Year of Graduation: 
1986
Shirley Jennifer Lim

"Most Americans think of racism as being white versus Black, but on the West Coast, it was Asian Pacific Americans that were segregated from society ..."

Shirley Jennifer Lim ’86 discovered the focus of her life’s work in a stack of films in UCLA’s Paramount Pictures archives. 

A doctoral candidate at the time, Lim was researching the history of Asian American women in film. She was especially fascinated by Anna May Wong, an elegant Asian American actress whose career spanned silent films, talking pictures, stage, radio and television. While reviewing Wong’s films in the Paramount archives, Lim was struck by her performance in King of Chinatown, a 1939 black-and-white film. “She was speaking in a British accent, portraying a surgeon,” Lim says. Asian female characters at the time were often portrayed as prostitutes or evil temptresses. “Wong’s portrayal blew the customary narrative out of the water,” Lim says. “My interest was piqued.” 

Lim, now a history professor at the State University of New York at Stony Brook, has long been interested in the history of Asian Americans, especially women. The daughter of Indonesian immigrants, she grew up in Bakersfield, California. (Her family had previously lived in Libya and Scotland.) When her family moved to China for her father’s job, she headed east to attend Exeter, the first in her family to go to boarding school.

Her first book, A Feeling of Belonging: Asian American Women’s Public Culture, 1930-1960, is the book she says she wished she’d read while attending Exeter and, later, Cornell University. “Coming from an immigrant family, from the Central Valley of California, and having parents who’d escaped mass murders in Indonesia in the 1960s, it was very hard to be there (at Exeter). I didn’t feel at home or understood,” Lim says. She singles out English instructor Peter Greer ’58, Exeter’s first Bates-Russell Distinguished Professor, as a supportive teacher who inspired her to write. 

A Feeling of Belonging examines how Asian Pacific American women established identities in Southern California by creating their own sorority, beauty pageants and more. “Most Americans think of racism as being white versus Black, but on the West Coast, it was Asian Pacific Americans that were segregated from society, especially from the 1930s to the 1960s,” Lim says. (That included being barred in California from marrying a white person.) “Asian American women’s history is very understudied. History and historical sources accrue around famous, elite people, especially men. It’s harder to come up with records about women.” 

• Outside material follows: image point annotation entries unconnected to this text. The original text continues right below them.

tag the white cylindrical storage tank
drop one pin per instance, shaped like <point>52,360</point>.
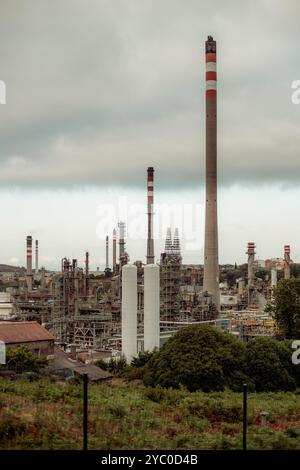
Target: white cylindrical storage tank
<point>129,311</point>
<point>273,277</point>
<point>151,307</point>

Lim’s most recent book, Anna May Wong: Performing the Modern, is getting acclaim at the same time that Wong is being recognized as the first prominent Asian American film star and for creating a 20th-century persona not defined by ethnicity. Lim examines the actress in the larger context of race, contrasting her work with other prominent actresses of color who played Asian roles in films from the 1920s through the 1940s, including Black actress Josephine Baker and Mexican actress Dolores Del Rio. “It’s a more interesting and complete way to think about Wong — that race is developed in conjunction with other races,” Lim says. “The Modern” in her book title refers to the way Wong fought typecasting of Asian characters and made them modern; she humanized Asian Americans during a time of intense racism, when laws such as the Chinese Exclusion Act, which barred Chinese immigration to the United States, discriminated against Chinese immigration and citizenship. 

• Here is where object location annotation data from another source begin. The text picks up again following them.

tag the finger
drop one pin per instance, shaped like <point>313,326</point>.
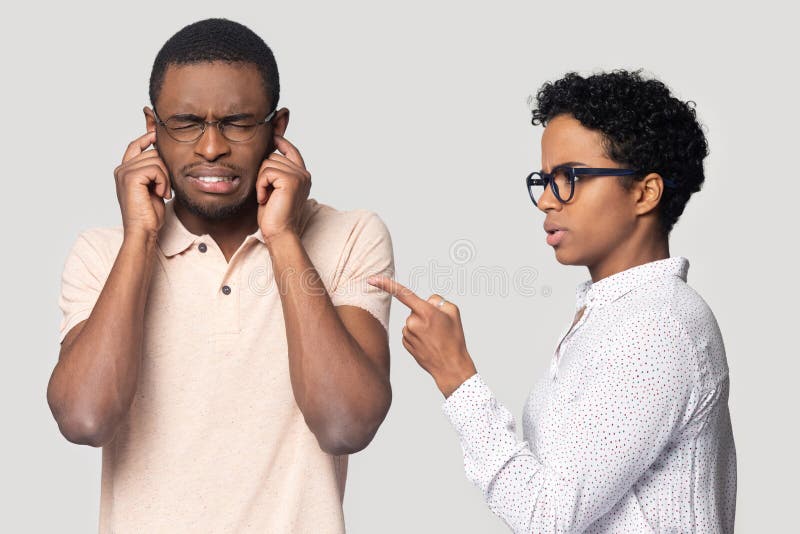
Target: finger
<point>437,301</point>
<point>145,160</point>
<point>138,145</point>
<point>137,165</point>
<point>276,156</point>
<point>409,347</point>
<point>281,165</point>
<point>154,174</point>
<point>270,177</point>
<point>399,291</point>
<point>289,150</point>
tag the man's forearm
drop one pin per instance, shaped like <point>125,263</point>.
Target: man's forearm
<point>94,382</point>
<point>343,394</point>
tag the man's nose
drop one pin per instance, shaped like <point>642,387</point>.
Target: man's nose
<point>548,201</point>
<point>212,144</point>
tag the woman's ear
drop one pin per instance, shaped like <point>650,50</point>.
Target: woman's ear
<point>650,190</point>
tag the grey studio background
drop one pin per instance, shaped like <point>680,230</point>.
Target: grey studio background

The national conversation around racial diversity and equity is enabling Lim to share Wong with larger audiences through television and radio. She’s also writing another book about the actress. “It’s great from a scholarly perspective but also a political perspective to foster greater gender and racial equality,” she says. “It’s why I get up in the morning and why I teach. I hope my work is having an impact.”

— Debbie Kane

Editor's note: This article first appeared in the winter 2021 issue of The Exeter Bulletin.